O Comitê Gestor da Internet (CGI.br) apresentou, na quinta-feira (17), um documento contendo 46 diretrizes destinadas à regulação das plataformas de redes sociais no Brasil.
Essas diretrizes visam definir a responsabilidade das empresas em relação a conteúdos oriundos de terceiros, estabelecer limites para o uso de inteligência artificial, além de promover a transparência nos algoritmos e combater práticas abusivas de mercado.
A proposta é que as recomendações sirvam como um fundamento conceitual para orientar futuros projetos de lei, além de auxiliar o Congresso Nacional, o Judiciário e órgãos de regulação.
Intermediárias e Novas Normativas
De acordo com o CGI.br, as diretrizes foram formuladas com base nos princípios da regulação assimétrica, que impõe regras variadas conforme o porte e faturamento das empresas envolvidas, e da proporcionalidade, adequando as exigências à gravidade das influências dessa atuação na disseminação de informações.
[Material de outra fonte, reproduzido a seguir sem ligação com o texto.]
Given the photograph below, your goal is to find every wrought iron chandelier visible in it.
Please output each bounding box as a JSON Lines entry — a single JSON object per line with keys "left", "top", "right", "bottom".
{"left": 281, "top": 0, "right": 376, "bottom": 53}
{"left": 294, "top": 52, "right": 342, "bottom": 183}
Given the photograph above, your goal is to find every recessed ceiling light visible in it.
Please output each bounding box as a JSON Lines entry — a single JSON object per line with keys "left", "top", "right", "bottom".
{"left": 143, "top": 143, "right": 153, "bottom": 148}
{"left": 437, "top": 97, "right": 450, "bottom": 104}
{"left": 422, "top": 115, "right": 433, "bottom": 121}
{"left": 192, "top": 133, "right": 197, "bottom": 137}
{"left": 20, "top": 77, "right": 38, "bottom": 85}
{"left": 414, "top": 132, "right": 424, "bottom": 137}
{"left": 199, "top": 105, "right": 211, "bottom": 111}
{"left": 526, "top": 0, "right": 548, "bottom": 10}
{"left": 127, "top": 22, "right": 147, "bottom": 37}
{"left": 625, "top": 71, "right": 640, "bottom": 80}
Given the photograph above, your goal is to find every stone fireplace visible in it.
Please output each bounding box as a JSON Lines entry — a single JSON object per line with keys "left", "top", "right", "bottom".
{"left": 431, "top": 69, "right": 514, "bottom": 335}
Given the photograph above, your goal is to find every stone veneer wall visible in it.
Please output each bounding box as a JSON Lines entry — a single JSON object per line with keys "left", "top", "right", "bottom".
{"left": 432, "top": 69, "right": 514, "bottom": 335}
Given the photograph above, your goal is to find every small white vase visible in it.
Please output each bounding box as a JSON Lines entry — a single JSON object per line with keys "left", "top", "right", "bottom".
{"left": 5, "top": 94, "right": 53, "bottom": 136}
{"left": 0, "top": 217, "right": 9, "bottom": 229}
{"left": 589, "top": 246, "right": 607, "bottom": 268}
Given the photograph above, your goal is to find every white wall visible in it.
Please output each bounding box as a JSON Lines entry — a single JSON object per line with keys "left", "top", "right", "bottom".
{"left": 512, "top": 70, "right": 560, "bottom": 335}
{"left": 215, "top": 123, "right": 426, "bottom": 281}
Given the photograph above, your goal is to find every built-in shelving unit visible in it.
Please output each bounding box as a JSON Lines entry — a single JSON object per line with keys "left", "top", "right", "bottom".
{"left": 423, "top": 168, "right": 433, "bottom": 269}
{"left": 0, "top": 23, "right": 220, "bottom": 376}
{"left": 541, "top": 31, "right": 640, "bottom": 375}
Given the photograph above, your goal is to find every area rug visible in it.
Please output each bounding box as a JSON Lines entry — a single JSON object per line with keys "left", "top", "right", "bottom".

Com isso, as responsabilidades não se aplicam uniformemente, introduzindo normas mais rigorosas para as plataformas de grande porte, ao mesmo tempo em que garantem espaço para a inovação e a operação de provedores menores, redes sociais comunitárias e startups.
Renata Mielli, coordenadora do CGI.br, destaca que este documento servirá como uma matriz técnica e institucional que ajudará as diferentes instituições do governo a formular normas regulatórias que reflitam a complexidade dos serviços online e assegurem a proteção dos direitos no ambiente digital.
“Estamos focando em oferecer diretrizes claras e aplicáveis, que promovam a integridade informacional e o fortalecimento do Estado Democrático de Direito, ao mesmo tempo que preservam a inovação e diversidade da internet.”
Soberania e Jurisdição Nacional
O documento é estruturado em seis eixos interdependentes, sendo o primeiro relacionado à soberania e jurisdição.
Recomenda que plataformas internacionais estabeleçam representação legal no Brasil sempre que seus serviços sejam destinados ao público brasileiro.
Além disso, enfatiza a necessidade de implementar medidas que ajudem a evitar interferências indevidas em processos democráticos e eleitorais.
Transparência em Ações
Em relação à transparência, as diretrizes propõem que empresas divulguem informações detalhadas sobre suas atividades de moderação de conteúdo.
As plataformas devem apresentar regras internas e métricas de remoção de publicações, especificando se a retirada foi fruto de automação ou de denúncias.
É exigido também que exista uma equipe de moderação capaz de entender o contexto cultural e linguístico brasileiro.
Concorrência Leal
A terceira diretriz aborda a economia e concorrência, limitando práticas monopolistas de plataformas dominantes.
O intuito é impedir que grandes ecossistemas priorizem seus próprios serviços de forma prejudicial a concorrentes e usuários.
Proteção aos Direitos Humanos
Com relação aos direitos humanos, enfatiza-se a implementação de medidas que previnam a discriminação algorítmica, através de auditorias e testes.
O objetivo é que algoritmos de recomendação não perpetuem preconceitos raciais, de gênero ou sociais.
Responsabilidade e Prevenção de Danos
No quinto eixo, que trata da responsabilidade e prevenção de danos, são diferenciados os serviços de transporte de dados e aqueles que influenciam profundamente a circulação de informações.
“A maior interferência nas informações implica maior responsabilidade e necessidade de prevenção de danos”, conforme disposto no documento.
Governança Regulatória
Por fim, o último eixo discute a governança e a regulação assimétrica, sugerindo que as regras sejam baseadas em critérios quantitativos e qualitativos.
O texto defende uma governança colaborativa na definição e supervisão das normas, envolvendo representantes do governo, setor privado, sociedade civil e academia para garantir a autonomia nas decisões regulatórias.